Similarities and differences to DynamoDB
Kora and DynamoDB share some common traits with regard to multi-tenancy:
They use the same resource-sharing model across all components: shared processes with logical isolation.
High resource utilization is achieved by over-subscribing tenants, given that the aggregate load of all tenants falls far below the aggregate throughput quotas assigned to all tenants.
Any given write can only go to one node out of the entire fleet (as both use leader-based replication).
The unit of data distribution is the partition.
Partitions can be migrated across storage nodes (called brokers in the case of Kora) to minimize hotspots.
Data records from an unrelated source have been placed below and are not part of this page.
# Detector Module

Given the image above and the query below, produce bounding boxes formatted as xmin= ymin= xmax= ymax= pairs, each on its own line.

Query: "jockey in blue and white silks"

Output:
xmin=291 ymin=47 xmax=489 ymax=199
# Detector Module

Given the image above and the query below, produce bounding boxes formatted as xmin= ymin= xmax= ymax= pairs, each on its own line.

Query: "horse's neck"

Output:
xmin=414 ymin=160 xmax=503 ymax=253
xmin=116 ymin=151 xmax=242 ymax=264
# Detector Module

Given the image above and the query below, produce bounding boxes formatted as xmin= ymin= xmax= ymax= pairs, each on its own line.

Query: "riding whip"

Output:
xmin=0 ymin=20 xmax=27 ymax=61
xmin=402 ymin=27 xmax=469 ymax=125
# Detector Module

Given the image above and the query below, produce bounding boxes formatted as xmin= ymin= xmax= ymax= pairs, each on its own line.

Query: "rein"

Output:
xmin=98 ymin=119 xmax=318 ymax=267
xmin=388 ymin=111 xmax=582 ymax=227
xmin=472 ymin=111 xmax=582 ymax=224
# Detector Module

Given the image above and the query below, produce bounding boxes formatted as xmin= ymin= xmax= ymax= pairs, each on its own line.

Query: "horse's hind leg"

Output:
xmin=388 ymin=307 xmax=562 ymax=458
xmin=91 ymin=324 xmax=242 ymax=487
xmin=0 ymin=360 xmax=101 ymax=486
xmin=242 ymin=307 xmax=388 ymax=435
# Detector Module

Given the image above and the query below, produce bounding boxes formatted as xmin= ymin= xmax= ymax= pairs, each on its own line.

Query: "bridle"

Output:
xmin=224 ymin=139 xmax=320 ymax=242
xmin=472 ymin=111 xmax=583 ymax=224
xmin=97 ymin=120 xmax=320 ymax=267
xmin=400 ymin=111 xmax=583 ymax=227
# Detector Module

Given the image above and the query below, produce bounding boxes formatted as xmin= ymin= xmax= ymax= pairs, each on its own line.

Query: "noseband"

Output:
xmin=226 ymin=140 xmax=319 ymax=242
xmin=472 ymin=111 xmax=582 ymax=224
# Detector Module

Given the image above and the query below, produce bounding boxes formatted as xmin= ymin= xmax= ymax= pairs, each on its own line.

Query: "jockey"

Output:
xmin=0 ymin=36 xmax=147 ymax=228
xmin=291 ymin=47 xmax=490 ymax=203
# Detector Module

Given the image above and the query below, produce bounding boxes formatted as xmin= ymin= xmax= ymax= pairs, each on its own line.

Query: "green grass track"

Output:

However, there are also a few differences:
DynamoDB avoids unnecessary throttling due to load skew by enforcing aggregate table throughput in the proxy layer (with its Global Admission Control) and moving data to avoid hotspots. Kora enforces aggregate throughput at the broker level but uses a lazy distributed rate-limiting design which allows for skewed load distribution without throttling. Kora also uses data movement to avoid hotspots which could cause throttling.
DynamoDB, with its request-oriented protocol can move data transparently, whereas the Kafka API, with its persistent connections and exposed partitions, makes data movement more disruptive. Thus there is a balance between data balancing and client stability that must be taken into account.
Conclusions
Kora and Apache Kafka are evolving. There are some exciting features that are in the ideation phase for Apache Kafka that will also be implemented by Kora.
Splitting and merging partitions will help with heat management as skewed partition loads can be handled on the storage layer more effectively. Currently, the onus is on the producers to ensure that load is evenly distributed over partitions. Partition strategies based on random partitioning with some degree of stickiness work relatively well and key-based partitioning works as long as the key distribution is relatively uniform. However, being able to handle partition skew or even aggregate topic-level load changes by splitting and merging will be very useful.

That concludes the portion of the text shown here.